Implicit dependencies are still dependencies
I can hide a dependency from the caller of a component by using a global to bypass encapsulation, but that doesn't make the dependency go away, it just makes it inaccessible. For example, I once had to work with a .Net library that could not be loaded without installing ActiveDirectory — which I couldn't do on my machine and wasn't actually required for the features that I wanted to use. The author was trying to be helpful and make the library "just work", but the result was that I couldn't even try it out.
The point about Objects, as a technique for structuring code, is that the boundaries of an object should be clearly visible. An object should only deal with values and instances that are either local, created and managed within its scope, or passed in explicitly.
In this example, the act of making date checking testable forced me to make the Receiver's requirements more explicit and then to think more clearly about its structure.
Labels: design, listening to the tests, testability
22 March 2007
Synaesthesia: Listening to Test Smells
We just gave our "Synaesthesia:
Listening to the Tests" talk at QCon. The exercise helped us to clarify what we want to say about our ideas on Test-Driven Development.

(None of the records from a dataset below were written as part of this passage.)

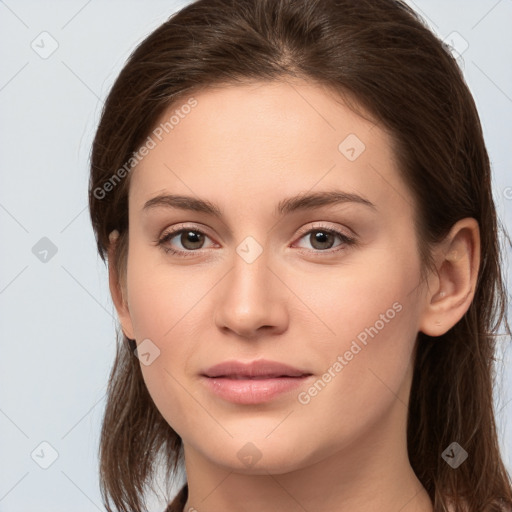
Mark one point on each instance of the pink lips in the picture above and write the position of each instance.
(254, 382)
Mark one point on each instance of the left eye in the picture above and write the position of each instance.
(322, 239)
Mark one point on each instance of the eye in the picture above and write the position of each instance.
(322, 239)
(191, 240)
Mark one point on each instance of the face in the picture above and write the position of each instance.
(327, 285)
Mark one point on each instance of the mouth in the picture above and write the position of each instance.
(254, 382)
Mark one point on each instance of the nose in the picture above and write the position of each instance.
(251, 299)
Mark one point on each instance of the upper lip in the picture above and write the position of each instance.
(259, 368)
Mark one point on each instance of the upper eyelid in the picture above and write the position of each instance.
(317, 225)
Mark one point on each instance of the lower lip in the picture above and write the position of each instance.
(252, 391)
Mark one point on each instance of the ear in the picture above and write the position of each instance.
(116, 290)
(451, 291)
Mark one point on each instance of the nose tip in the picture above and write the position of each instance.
(250, 301)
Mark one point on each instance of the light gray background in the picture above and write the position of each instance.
(57, 332)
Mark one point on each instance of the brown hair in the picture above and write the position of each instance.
(380, 53)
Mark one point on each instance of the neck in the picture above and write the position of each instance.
(371, 473)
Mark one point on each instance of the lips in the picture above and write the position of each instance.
(261, 369)
(252, 383)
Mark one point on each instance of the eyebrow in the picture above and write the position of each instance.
(305, 201)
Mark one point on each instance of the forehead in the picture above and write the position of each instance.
(265, 138)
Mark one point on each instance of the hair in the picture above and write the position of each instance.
(380, 54)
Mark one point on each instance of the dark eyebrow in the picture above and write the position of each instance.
(304, 201)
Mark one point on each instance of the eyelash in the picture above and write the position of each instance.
(169, 235)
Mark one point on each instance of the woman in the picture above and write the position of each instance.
(295, 201)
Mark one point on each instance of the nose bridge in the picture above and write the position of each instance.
(249, 298)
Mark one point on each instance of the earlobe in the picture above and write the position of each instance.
(458, 262)
(116, 291)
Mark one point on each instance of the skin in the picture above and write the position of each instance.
(245, 148)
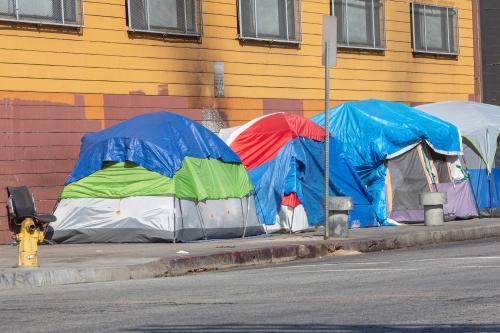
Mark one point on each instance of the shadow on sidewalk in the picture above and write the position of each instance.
(376, 328)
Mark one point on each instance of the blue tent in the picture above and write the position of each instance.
(372, 131)
(157, 141)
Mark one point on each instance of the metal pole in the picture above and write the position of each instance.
(327, 135)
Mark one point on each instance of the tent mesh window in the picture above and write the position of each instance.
(176, 17)
(361, 23)
(435, 29)
(271, 20)
(471, 158)
(407, 180)
(51, 12)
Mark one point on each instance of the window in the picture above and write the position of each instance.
(360, 23)
(272, 20)
(54, 12)
(435, 29)
(178, 17)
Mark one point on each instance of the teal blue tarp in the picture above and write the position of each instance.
(371, 131)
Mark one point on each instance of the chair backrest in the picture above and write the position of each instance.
(21, 202)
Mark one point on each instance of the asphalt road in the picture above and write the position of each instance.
(450, 288)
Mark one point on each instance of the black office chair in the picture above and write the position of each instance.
(21, 205)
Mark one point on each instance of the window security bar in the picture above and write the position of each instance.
(44, 12)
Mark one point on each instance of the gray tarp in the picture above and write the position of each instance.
(152, 219)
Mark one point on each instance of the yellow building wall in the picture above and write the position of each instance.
(57, 84)
(106, 59)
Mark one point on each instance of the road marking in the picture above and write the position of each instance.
(392, 262)
(476, 266)
(357, 270)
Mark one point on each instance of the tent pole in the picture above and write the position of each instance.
(175, 219)
(201, 220)
(244, 220)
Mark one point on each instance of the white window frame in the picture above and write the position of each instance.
(298, 21)
(198, 21)
(367, 47)
(457, 29)
(18, 19)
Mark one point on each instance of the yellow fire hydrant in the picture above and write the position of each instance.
(28, 237)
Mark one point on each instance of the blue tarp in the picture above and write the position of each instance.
(299, 168)
(371, 131)
(157, 141)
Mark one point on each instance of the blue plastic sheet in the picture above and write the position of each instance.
(299, 168)
(157, 141)
(486, 188)
(371, 131)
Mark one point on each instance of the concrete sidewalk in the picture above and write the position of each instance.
(67, 264)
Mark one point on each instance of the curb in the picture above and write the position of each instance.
(182, 265)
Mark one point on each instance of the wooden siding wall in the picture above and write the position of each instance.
(56, 84)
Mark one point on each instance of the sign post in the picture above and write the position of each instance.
(329, 60)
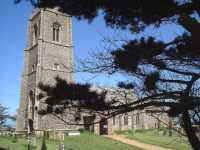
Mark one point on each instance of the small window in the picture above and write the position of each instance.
(137, 118)
(35, 34)
(56, 32)
(113, 120)
(125, 119)
(33, 67)
(56, 66)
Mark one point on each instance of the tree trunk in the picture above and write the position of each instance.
(187, 125)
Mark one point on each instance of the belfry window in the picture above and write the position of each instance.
(35, 34)
(56, 31)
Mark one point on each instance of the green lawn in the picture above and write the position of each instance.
(21, 143)
(85, 141)
(156, 137)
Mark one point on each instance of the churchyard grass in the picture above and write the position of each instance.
(159, 137)
(86, 141)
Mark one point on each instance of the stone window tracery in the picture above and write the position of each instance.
(56, 31)
(35, 33)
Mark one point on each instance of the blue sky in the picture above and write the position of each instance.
(86, 37)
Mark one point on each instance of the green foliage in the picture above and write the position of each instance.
(44, 147)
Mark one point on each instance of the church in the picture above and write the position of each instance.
(48, 54)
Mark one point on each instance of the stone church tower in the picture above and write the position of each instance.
(48, 54)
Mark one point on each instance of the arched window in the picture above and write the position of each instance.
(35, 33)
(56, 31)
(31, 105)
(125, 119)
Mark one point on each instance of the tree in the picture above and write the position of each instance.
(167, 73)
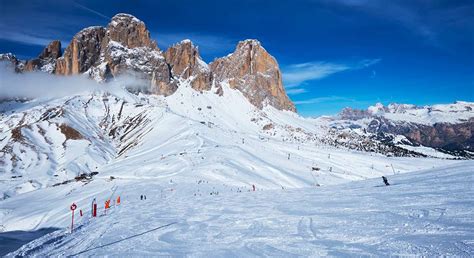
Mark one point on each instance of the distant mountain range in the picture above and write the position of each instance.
(220, 107)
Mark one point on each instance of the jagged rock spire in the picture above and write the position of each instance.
(253, 71)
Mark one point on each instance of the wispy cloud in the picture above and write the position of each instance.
(296, 74)
(424, 18)
(91, 10)
(295, 91)
(323, 100)
(28, 39)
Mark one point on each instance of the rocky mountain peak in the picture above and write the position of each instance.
(186, 63)
(124, 47)
(83, 51)
(129, 31)
(253, 71)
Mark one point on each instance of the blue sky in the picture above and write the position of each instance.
(333, 53)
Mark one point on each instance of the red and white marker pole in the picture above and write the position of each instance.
(73, 207)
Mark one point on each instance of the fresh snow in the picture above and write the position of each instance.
(427, 213)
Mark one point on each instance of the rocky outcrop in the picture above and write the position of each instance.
(124, 48)
(46, 61)
(186, 63)
(255, 73)
(52, 51)
(447, 136)
(83, 52)
(11, 61)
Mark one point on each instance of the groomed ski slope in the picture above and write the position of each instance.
(428, 213)
(163, 147)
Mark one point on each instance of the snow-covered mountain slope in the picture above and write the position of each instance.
(186, 135)
(428, 213)
(447, 128)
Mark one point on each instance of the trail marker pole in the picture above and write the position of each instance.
(73, 207)
(94, 208)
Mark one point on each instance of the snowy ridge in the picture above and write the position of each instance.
(457, 112)
(226, 139)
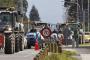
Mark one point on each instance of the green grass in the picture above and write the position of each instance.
(85, 44)
(66, 55)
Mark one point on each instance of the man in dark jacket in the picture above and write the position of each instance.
(66, 33)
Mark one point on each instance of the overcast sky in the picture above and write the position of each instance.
(51, 11)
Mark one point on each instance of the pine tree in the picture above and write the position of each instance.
(34, 15)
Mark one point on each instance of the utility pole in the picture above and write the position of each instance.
(77, 12)
(88, 16)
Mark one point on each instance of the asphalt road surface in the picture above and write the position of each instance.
(27, 54)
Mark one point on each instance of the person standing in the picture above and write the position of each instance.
(76, 37)
(66, 33)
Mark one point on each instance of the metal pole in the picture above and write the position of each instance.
(88, 15)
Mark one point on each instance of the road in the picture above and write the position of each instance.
(84, 52)
(27, 54)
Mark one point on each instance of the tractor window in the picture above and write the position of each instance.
(5, 18)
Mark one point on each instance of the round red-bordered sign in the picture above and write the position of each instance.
(46, 32)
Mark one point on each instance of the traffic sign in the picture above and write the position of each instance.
(46, 32)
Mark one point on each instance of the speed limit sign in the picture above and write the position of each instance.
(46, 32)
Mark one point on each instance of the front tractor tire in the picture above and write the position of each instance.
(9, 43)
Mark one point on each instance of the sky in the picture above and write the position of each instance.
(50, 11)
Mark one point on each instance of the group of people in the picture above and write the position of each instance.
(67, 36)
(71, 36)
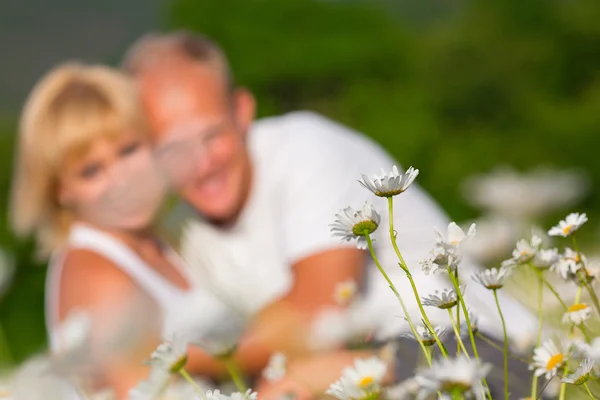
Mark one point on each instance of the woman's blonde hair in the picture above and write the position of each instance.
(72, 106)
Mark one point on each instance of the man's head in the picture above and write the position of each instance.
(199, 119)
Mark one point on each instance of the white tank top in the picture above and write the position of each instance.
(83, 236)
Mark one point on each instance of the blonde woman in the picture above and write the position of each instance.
(85, 186)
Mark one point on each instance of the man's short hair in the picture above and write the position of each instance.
(153, 47)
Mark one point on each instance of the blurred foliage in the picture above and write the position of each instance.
(453, 92)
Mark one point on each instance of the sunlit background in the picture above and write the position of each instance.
(455, 88)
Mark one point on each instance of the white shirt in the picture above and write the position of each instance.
(306, 169)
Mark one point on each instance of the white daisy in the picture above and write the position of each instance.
(425, 335)
(577, 313)
(524, 251)
(455, 235)
(569, 225)
(217, 395)
(548, 358)
(569, 263)
(441, 259)
(389, 184)
(152, 387)
(276, 368)
(169, 356)
(449, 375)
(545, 258)
(216, 329)
(581, 374)
(361, 381)
(345, 292)
(351, 224)
(492, 278)
(464, 328)
(444, 300)
(591, 350)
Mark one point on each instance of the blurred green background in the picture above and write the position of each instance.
(451, 87)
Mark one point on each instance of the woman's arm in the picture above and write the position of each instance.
(124, 323)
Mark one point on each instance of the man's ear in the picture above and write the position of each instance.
(244, 108)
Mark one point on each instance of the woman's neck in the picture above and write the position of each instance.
(137, 240)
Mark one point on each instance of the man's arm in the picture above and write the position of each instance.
(285, 324)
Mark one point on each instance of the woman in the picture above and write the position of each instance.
(86, 187)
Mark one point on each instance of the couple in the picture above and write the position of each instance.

For a more eye-churning version of the image, try Nat's blog.
In our experience, where we find that our tests are awkward to write, it's usually because the design of our target code can be improved. The trick is to let your tests drive your development—that's a hint as to why it's called Test-Driven Development. You can sensitize yourself to find the rough edges in your tests and use them for rapid feedback about what to do with the code. It's rather like Systems Thinking for code: I don't stop at the immediate problem (an ugly test) but look deeper for why I'm in this situation (weakness in the design) and address that†.
As Avi Naparstek once posted to the Test-Driven Development list, the flow for state- and interaction-based testing is different. With state-based testing, where objects are exercised in small clusters, I tend to clean up within the cluster when there's enough code to see what's happening; the design effort happens in bursts. With interaction-based testing, the design is more continuous. The tests are finer grain, so they're more active in shaping the code.
We'll be writing up some test "smells" and what they might mean on this blog.
† With proper Systems Thinking, I should carry on a few more levels and think about how I ended up with a weak design in the first place, but that's for another day.